As an alternative, the state may avoid mass uprisings or abate the current onslaught of violent robberies by implementing social programs for equitable income and wealth distribution. However, it is also understandably an unpalatable idea to swallow because of its socialist connotations and its resultant disincentive to individual risk taking.
Or the state may incentivize the expansion of a solid middle class by creating conditions for rapid job growth with an affordable living wage structure. A bloated middle class in an African country like Ghana may be considered to be unachievable now but it is the more palatable solution to the current powder keg we live in filled with a few who have a lot and the overwhelming rest who have little or nothing. In other words, sink or float, the few rich are stuck in the same rocky boat with the ever bulging number of poor Ghanaians! Until then, the home barricaded few who have prospered either honestly or through illicit means will continue to feel insecure and always concerned with the threat of break-ins or sudden spontaneous burst of mass revolt by the staggering number of the constantly peeping needy Toms.

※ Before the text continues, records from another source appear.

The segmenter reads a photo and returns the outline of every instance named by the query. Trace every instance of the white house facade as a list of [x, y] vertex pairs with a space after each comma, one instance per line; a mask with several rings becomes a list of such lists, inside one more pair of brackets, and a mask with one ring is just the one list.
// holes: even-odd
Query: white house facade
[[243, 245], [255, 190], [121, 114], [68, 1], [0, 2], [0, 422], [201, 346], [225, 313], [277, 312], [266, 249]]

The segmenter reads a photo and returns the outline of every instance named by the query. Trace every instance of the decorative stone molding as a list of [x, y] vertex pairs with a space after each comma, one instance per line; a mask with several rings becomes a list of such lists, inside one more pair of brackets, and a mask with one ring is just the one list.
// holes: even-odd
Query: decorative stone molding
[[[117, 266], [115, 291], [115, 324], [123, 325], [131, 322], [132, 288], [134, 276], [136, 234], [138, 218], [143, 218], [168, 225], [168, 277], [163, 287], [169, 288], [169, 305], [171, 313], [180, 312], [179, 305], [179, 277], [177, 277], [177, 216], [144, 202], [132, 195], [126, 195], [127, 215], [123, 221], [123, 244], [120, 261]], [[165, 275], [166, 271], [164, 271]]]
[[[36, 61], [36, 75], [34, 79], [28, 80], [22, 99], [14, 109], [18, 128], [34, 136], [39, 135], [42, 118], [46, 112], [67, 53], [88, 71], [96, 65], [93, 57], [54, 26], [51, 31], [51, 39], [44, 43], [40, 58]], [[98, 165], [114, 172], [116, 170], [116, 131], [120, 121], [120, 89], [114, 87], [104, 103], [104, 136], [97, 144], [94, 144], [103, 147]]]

Ghanaians be warned, the resource-starved needy citizens out there know that you have something in your fortified homes that they would like to have and they do not discriminate between political and government crooks on one side and those, like yours truly, who have prospered the old-fashioned way, that is, earned what we own honestly through hard work, sweat, with our own brawn, and by our own bootstraps. When they knock down your doors in the middle of the night and yank you out of your bed with guns blazing and brandishing scary well-sharpened cutlasses, looking for money and your valuable possessions, they never ask about your integrity or profession. From what we know about many of the violent incidents that continue to plague the country, armed robbers and home invaders do not discriminate in their choice of their victims, their national origin, nor their race. Every vulnerable resident is now a fair game.
Now, those who believe that Ghana is a problem-free paradise and that I have painted a fantastic non-existent picture of gloom and doom may just be the exceptions who have never been victims of pilferage, burglary, daylight highway robbery, or any armed robbery. They may be Ghanaians who live in a well-insulated world completely their own where they may have minimal or zero exposure to crime or little or no discomfiture in their interactions with the struggling citizens.
For everyone else who lives in the midst of the ever-growing social deterioration, it is incumbent upon us to encourage, or rather pressure, our government to develop incentives, through free enterprise mechanisms, to grow and empower a large middle class society. Until that happens, we are going to continue building our beautiful mansions and nice single-family homes and hide them behind heavily fortified tall walls in order to keep out our dispossessed brothers and sisters. And until the over pressurized powder keg is diffused and the pressure substantially released, we will continue go to sleep with one eye always open filled with fear and paranoia about whether we will be the next armed robbery victims in our self-constructed fortified residential penitentiaries.